Policjanci ustalili, że 69-letnia mieszkanka Mielca, kierując rowerem, poruszała się chodnikiem wzdłuż ul. Dąbrówki w Mielcu. W pewnym momencie kobieta straciła panowanie nad pojazdem, w wyniku czego zjechała z chodnika i uderzyła w bok jadącego jezdnią autobusu miejskiego. Za kierownicą autobusu znajdował się 59-letni mieszkaniec powiatu mieleckiego. Uczestnicy zdarzenia byli trzeźwi.
Na szczęście, nikt nie doznał obrażeń ciała. Incydent został zakwalifikowany jako kolizja drogowa.
To zdarzenie, choć skończyło się tylko na strachu, powinno być głośnym sygnałem ostrzegawczym dla wszystkich pieszych i rowerzystów.
Apelujemy o rozwagę i bezwzględne przestrzeganie przepisów.
Przypominamy, że niechronieni uczestnicy ruchu drogowego nie mają prawa wymuszać pierwszeństwa. Zgodnie z art. 26 Prawa o ruchu drogowym, kierujący pojazdem, zbliżając się do przejścia dla pieszych, jest obowiązany zachować szczególną ostrożność. Jednakże pieszy lub rowerzysta wjeżdżający/wchodzący bezpośrednio pod nadjeżdżający pojazd łamie prawo i naraża swoje życie.

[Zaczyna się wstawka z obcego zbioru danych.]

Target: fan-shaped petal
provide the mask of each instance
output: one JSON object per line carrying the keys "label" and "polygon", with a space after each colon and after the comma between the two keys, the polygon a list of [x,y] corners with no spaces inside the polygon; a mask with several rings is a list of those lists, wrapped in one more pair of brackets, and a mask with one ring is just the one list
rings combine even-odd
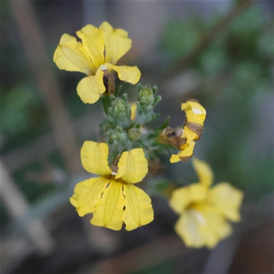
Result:
{"label": "fan-shaped petal", "polygon": [[97,102],[101,95],[105,91],[103,75],[103,71],[97,70],[95,76],[88,76],[79,82],[77,91],[84,103],[94,103]]}
{"label": "fan-shaped petal", "polygon": [[132,47],[132,40],[125,30],[114,29],[108,22],[103,22],[99,29],[104,34],[105,62],[115,64]]}
{"label": "fan-shaped petal", "polygon": [[111,173],[108,156],[108,146],[105,142],[86,141],[81,149],[81,161],[84,168],[103,177]]}
{"label": "fan-shaped petal", "polygon": [[123,225],[125,197],[122,193],[122,184],[112,181],[96,205],[96,210],[90,223],[94,225],[120,230]]}
{"label": "fan-shaped petal", "polygon": [[172,192],[169,205],[177,214],[183,214],[190,203],[203,201],[207,191],[208,188],[201,184],[192,184],[175,189]]}
{"label": "fan-shaped petal", "polygon": [[214,203],[223,215],[229,220],[240,220],[240,207],[243,193],[229,183],[221,182],[209,192],[208,199]]}
{"label": "fan-shaped petal", "polygon": [[118,173],[115,179],[122,179],[127,183],[142,181],[148,171],[147,160],[142,149],[124,151],[118,162]]}
{"label": "fan-shaped petal", "polygon": [[82,40],[83,46],[88,53],[93,65],[98,68],[105,63],[105,41],[103,32],[92,25],[87,25],[76,34]]}
{"label": "fan-shaped petal", "polygon": [[149,196],[132,184],[124,184],[125,209],[123,221],[128,231],[147,225],[153,220],[153,210]]}
{"label": "fan-shaped petal", "polygon": [[109,71],[113,70],[117,72],[118,77],[121,81],[135,84],[138,83],[141,76],[141,73],[137,66],[114,66],[110,63],[105,63]]}
{"label": "fan-shaped petal", "polygon": [[80,71],[90,75],[95,68],[82,45],[75,37],[63,34],[53,55],[53,62],[60,69]]}
{"label": "fan-shaped petal", "polygon": [[81,182],[75,186],[70,201],[76,208],[79,216],[95,212],[95,205],[101,199],[109,182],[105,178],[98,177]]}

Kierujący rowerem, poruszając się chodnikiem, jest zobowiązany do zachowania szczególnej ostrożności. Rowerzysta na chodniku jest gościem i musi ustępować miejsca pieszym. Wjeżdżanie z chodnika bezpośrednio na jezdnię, bez upewnienia się o możliwości bezpiecznego manewru, jest jednym z najczęstszych i najbardziej niebezpiecznych błędów.
Kilka kluczowych zasad dla rowerzystów:
1. Zsiadaj z roweru na przejściu dla pieszych – jeśli chcesz je przekroczyć jako pieszy.
2. Szczególna ostrożność na chodniku – prędkość zbliżona do tempa pieszego, pierwszeństwo pieszych.
3. Zasada ograniczonego zaufania – nigdy nie zakładaj, że kierowca cię widzi lub zdąży zahamować.
4. Właściwe oświetlenie – po zmroku jesteś widoczny tylko dzięki odblaskom i światłom.
Pamiętajmy, że w starciu z pojazdem, to zawsze rowerzysta lub pieszy poniosą najcięższe konsekwencje. Nasze bezpieczeństwo w dużej mierze leży w naszych własnych rękach.